# Reinforcement Learning
<hr>

It is about learning the optimal behavior in an environment to obtain maximum reward. Given a set of rewards or punishment, learn actions to take in the future.

![reinforcement](./images/reinforcement.PNG)

**Agent**
- The agent perform action
- The environment gives the agent a state
- The environment gives a state and reward (or punishment)

**N.B:** This is how robots are taught to walk.

## Markov Decision Process
- Model for decision-making, representing state, action, and their reward.
- Set of state $S$
- Set of action $Action (x)$
- Transition model $P(s' |s,a)$
- Reward function $R(s,a,s')$

## Q-learning (one model)
Method for learning a function $Q(s, a)$, estimate of the value of performing action $a$ in state $s$.

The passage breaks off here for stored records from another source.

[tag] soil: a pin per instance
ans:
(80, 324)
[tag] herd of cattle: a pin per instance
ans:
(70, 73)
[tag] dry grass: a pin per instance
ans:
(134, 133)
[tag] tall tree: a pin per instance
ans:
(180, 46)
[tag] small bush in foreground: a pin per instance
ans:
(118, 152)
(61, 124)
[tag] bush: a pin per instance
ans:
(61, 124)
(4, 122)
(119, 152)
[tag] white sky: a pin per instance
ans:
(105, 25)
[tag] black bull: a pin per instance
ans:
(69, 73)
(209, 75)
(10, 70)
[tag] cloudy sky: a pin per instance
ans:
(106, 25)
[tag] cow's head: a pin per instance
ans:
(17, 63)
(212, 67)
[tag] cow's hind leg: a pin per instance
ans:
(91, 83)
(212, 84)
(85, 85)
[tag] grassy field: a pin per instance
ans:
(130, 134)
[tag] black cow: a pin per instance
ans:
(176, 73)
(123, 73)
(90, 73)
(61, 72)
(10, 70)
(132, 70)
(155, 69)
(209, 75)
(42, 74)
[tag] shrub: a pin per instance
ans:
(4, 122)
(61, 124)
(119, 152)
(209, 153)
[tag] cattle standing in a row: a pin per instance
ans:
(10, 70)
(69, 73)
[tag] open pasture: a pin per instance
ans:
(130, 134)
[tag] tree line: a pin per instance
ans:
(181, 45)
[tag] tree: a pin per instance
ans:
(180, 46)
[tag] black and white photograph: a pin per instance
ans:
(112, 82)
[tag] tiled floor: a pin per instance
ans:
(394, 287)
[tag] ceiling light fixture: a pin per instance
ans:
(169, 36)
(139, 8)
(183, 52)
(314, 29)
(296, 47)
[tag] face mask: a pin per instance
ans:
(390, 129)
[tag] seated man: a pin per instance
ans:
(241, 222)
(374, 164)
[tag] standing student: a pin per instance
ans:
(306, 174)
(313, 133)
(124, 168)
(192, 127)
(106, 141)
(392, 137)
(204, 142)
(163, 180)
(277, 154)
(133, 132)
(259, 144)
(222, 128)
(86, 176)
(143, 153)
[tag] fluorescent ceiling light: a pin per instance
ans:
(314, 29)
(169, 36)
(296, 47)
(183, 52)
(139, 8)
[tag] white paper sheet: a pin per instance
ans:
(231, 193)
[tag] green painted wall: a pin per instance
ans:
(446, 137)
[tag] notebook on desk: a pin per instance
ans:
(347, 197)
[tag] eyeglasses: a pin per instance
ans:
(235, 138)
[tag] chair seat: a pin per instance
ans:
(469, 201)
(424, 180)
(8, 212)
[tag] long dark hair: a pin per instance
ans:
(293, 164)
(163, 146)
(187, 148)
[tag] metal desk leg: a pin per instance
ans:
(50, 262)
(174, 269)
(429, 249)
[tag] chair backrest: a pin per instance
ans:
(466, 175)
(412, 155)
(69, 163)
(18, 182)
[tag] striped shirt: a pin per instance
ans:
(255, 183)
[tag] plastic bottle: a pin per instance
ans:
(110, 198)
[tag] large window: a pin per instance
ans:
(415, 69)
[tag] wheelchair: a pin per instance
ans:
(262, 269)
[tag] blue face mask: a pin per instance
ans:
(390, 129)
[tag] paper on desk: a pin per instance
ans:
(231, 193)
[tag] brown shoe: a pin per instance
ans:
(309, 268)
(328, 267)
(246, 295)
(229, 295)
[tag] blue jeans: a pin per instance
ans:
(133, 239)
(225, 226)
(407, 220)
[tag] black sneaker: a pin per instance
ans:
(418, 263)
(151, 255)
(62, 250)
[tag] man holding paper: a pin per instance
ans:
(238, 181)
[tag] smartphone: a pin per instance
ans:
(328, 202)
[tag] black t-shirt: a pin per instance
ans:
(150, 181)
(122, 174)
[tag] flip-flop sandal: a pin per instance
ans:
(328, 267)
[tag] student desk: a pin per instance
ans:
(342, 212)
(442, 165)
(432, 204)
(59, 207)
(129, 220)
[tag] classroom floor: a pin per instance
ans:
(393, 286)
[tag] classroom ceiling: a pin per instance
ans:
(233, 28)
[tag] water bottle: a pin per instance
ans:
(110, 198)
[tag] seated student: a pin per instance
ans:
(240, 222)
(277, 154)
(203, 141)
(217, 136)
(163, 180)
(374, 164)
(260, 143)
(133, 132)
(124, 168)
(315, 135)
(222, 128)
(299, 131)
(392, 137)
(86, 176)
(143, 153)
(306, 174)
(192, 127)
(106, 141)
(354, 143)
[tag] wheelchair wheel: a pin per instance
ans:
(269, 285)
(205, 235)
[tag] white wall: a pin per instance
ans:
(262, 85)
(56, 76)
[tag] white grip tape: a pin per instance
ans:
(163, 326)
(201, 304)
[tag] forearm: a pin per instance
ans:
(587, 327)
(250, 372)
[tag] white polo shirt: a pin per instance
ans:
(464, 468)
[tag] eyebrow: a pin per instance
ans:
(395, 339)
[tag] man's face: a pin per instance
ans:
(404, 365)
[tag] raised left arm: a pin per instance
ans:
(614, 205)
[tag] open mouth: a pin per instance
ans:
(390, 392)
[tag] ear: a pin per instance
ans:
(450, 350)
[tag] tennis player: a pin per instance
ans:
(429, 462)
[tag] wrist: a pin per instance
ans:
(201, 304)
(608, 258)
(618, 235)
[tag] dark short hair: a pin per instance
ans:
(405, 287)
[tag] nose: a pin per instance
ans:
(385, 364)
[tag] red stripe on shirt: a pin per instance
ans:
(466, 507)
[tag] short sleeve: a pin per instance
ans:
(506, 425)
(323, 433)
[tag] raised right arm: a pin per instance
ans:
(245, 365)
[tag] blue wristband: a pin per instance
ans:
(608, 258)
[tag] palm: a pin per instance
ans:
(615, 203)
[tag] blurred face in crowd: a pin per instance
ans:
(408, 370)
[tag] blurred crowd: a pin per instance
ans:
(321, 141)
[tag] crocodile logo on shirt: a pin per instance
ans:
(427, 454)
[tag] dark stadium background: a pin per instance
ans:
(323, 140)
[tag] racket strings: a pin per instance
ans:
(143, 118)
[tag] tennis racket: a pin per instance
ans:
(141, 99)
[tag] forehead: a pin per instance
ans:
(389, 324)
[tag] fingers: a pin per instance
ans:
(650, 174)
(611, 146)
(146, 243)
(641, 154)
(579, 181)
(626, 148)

- Start with $Q(s, a) = 0$ for all $s, a$
- Update $Q$ when we take an action
- $Q(s, a) = Q(s, a) + \alpha($reward$ + \gamma\max(s', a') - Q(s, a)) = (1 - \alpha)Q(s, a) + \alpha($reward$ + \gamma\max(s', a'))$

$\alpha$ - learning rate

## $\epsilon$-Greedy Decision Making
**Explore vs Exploit**
- With propability $\epsilon$ take a random move
- Otherwise, take action $a$ with maximum $Q(s, a)$

### Simple Task

![field](./images/field.PNG)

- Starts at a random point
- Move left or right
- Avoid the red box (you lose the game)
- Find the green box (you win the game)

![field](./images/field2.PNG)

In [1]:
import random
import numpy as np

In [2]:
class Field:
    def __init__(self):
        # define the negative, neutral, and positive state.
        self.states = [-1,0,0,0,0,0,0,1,0,0,0]
        self.state = random.randrange(0,len(self.states))

In [4]:
field = Field()
field.state

7

In [5]:
class Field:
    def __init__(self):
        # define the negative, neutral, and positive state.
        self.states = [-1,0,0,0,0,0,0,1,0,0,0]
        self.state = random.randrange(0,len(self.states))
        
    def done(self):
        if self.states[self.state] != 0:
            return True
        else:
            return False

In [14]:
field = Field()
field.state, field.done()

(7, True)

In [18]:
class Field:
    def __init__(self):
        # define the negative, neutral, and positive state.
        self.states = [-1,0,0,0,0,0,0,1,0,0,0]
        self.state = random.randrange(0,len(self.states))
        
    def done(self):
        if self.states[self.state] != 0:
            return True
        else:
            return False
        
    def get_possible_action(self):
        # action 0 -> left, action 1 -> right
        actions = [0,1]
        if self.state == 0:
            actions.remove(0)
        elif self.state == len(self.states) -1:
            actions.remove(1)
        return actions

In [25]:
field = Field()
field.state, field.done(), field.get_possible_action()

(10, False, [0])

In [26]:
class Field:
    def __init__(self):
        # define the negative, neutral, and positive state.
        self.states = [-1,0,0,0,0,0,0,1,0,0,0]
        self.state = random.randrange(0,len(self.states))
        
    def done(self):
        if self.states[self.state] != 0:
            return True
        else:
            return False
        
    def get_possible_action(self):
        # action 0 -> left, action 1 -> right
        actions = [0,1]
        if self.state == 0:
            actions.remove(0)
        elif self.state == len(self.states) -1:
            actions.remove(1)
        return actions
    
    def update_next_state(self,action):
        if action == 0:
            if self.state == 0:
                return self.state, -10
            self.state -= 1
        if action == 1:
            if self.state == len(self.states) - 1:
                return self.state, -10
            self.state += 1
            
        reward = self.states[self.state]
        return self.state, reward

In [48]:
field = Field()
field.state, field.done(),field.get_possible_action()

(10, False, [0])

In [49]:
field.update_next_state(1)

(10, -10)

In [53]:
field = Field()
q_table = np.zeros((len(field.states),2))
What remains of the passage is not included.